Positional encoding in PyTorch usually involves creating a tensor that encodes position information and adding it to input embeddings. The common pattern is:

positional_encoding = PositionalEncoding(d_model, max_len): Initialize with embedding size and max sequence length.
output = input_embeddings + positional_encoding.pe[:, :input_length]: Add positional encoding to input embeddings.

This helps the model understand the order of tokens in sequences.

python

class PositionalEncoding(torch.nn.Module):
    def __init__(self, d_model, max_len=5000):
        super().__init__()
        pe = torch.zeros(max_len, d_model)
        position = torch.arange(0, max_len, dtype=torch.float).unsqueeze(1)
        div_term = torch.exp(torch.arange(0, d_model, 2).float() * (-torch.log(torch.tensor(10000.0)) / d_model))
        pe[:, 0::2] = torch.sin(position * div_term)
        pe[:, 1::2] = torch.cos(position * div_term)
        pe = pe.unsqueeze(0)  # Shape: (1, max_len, d_model)
        self.register_buffer('pe', pe)

    def forward(self, x):
        x = x + self.pe[:, :x.size(1)]
        return x

💻

Example

This example shows how to create positional encoding and add it to a batch of input embeddings with PyTorch.

python

import torch

class PositionalEncoding(torch.nn.Module):
    def __init__(self, d_model, max_len=5000):
        super().__init__()
        pe = torch.zeros(max_len, d_model)
        position = torch.arange(0, max_len, dtype=torch.float).unsqueeze(1)
        div_term = torch.exp(torch.arange(0, d_model, 2).float() * (-torch.log(torch.tensor(10000.0)) / d_model))
        pe[:, 0::2] = torch.sin(position * div_term)
        pe[:, 1::2] = torch.cos(position * div_term)
        pe = pe.unsqueeze(0)  # Shape: (1, max_len, d_model)
        self.register_buffer('pe', pe)

    def forward(self, x):
        x = x + self.pe[:, :x.size(1)]
        return x

# Parameters
batch_size = 2
seq_len = 4
d_model = 6

# Random input embeddings
input_embeddings = torch.randn(batch_size, seq_len, d_model)
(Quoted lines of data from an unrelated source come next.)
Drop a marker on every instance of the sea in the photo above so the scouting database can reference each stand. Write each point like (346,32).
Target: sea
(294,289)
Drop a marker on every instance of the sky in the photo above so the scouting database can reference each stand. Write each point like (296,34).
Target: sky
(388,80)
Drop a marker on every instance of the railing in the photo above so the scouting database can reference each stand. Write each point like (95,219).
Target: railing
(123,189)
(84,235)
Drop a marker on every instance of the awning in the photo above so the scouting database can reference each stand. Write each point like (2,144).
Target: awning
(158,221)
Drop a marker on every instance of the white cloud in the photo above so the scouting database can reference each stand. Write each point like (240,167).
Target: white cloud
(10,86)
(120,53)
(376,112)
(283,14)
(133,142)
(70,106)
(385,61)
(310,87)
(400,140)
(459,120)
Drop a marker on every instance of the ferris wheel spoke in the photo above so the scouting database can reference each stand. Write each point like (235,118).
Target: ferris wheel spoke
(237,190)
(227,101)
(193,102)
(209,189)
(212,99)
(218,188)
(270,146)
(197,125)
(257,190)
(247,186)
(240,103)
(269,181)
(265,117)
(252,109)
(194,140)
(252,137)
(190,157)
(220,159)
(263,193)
# Create positional encoding
pos_encoder = PositionalEncoding(d_model)

# Add positional encoding to input embeddings
output = pos_encoder(input_embeddings)

print("Input embeddings shape:", input_embeddings.shape)
print("Output embeddings shape:", output.shape)
print("Output embeddings sample:", output[0, 0])

Output

Input embeddings shape: torch.Size([2, 4, 6]) Output embeddings shape: torch.Size([2, 4, 6]) Output embeddings sample: tensor([-0.0953, 0.1537, 0.3127, -0.0903, 0.0737, 0.0953])

⚠️

Common Pitfalls

Not matching embedding size: The positional encoding dimension d_model must match the input embedding size.
Ignoring batch dimension: Positional encoding should be broadcasted correctly to match batch size.
Using fixed max length too small: If your sequence length exceeds max_len, positional encoding will fail or truncate.
Adding positional encoding multiple times: Add it only once before feeding to the model.

python

import torch

# Wrong: positional encoding dimension mismatch
try:
    pos_encoder_wrong = PositionalEncoding(d_model=8)  # d_model != input embedding size 6
    output_wrong = pos_encoder_wrong(torch.randn(2, 4, 6))
except Exception as e:
    print(f"Error due to dimension mismatch: {e}")
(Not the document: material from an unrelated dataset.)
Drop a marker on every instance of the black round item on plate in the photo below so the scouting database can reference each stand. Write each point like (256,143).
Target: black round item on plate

# Right: matching dimensions
pos_encoder_right = PositionalEncoding(d_model=6)
output_right = pos_encoder_right(torch.randn(2, 4, 6))
print("Positional encoding added correctly with matching dimensions.")

Output

Error due to dimension mismatch: The size of tensor a (8) must match the size of tensor b (6) at non-singleton dimension 2 Positional encoding added correctly with matching dimensions.

📊

Quick Reference

Remember these tips when using positional encoding in PyTorch:

Match d_model with your embedding size.
Set max_len to cover your longest sequence.
Add positional encoding once before the model.
Use register_buffer to keep positional encoding on the right device.

✅

Key Takeaways

Positional encoding adds position info to embeddings so models understand token order.

Ensure positional encoding dimension matches your input embedding size exactly.

Use sinusoidal or learned positional encoding as a tensor added to input embeddings.

Add positional encoding once before feeding data into the model.

Set max sequence length in positional encoding to cover your longest input.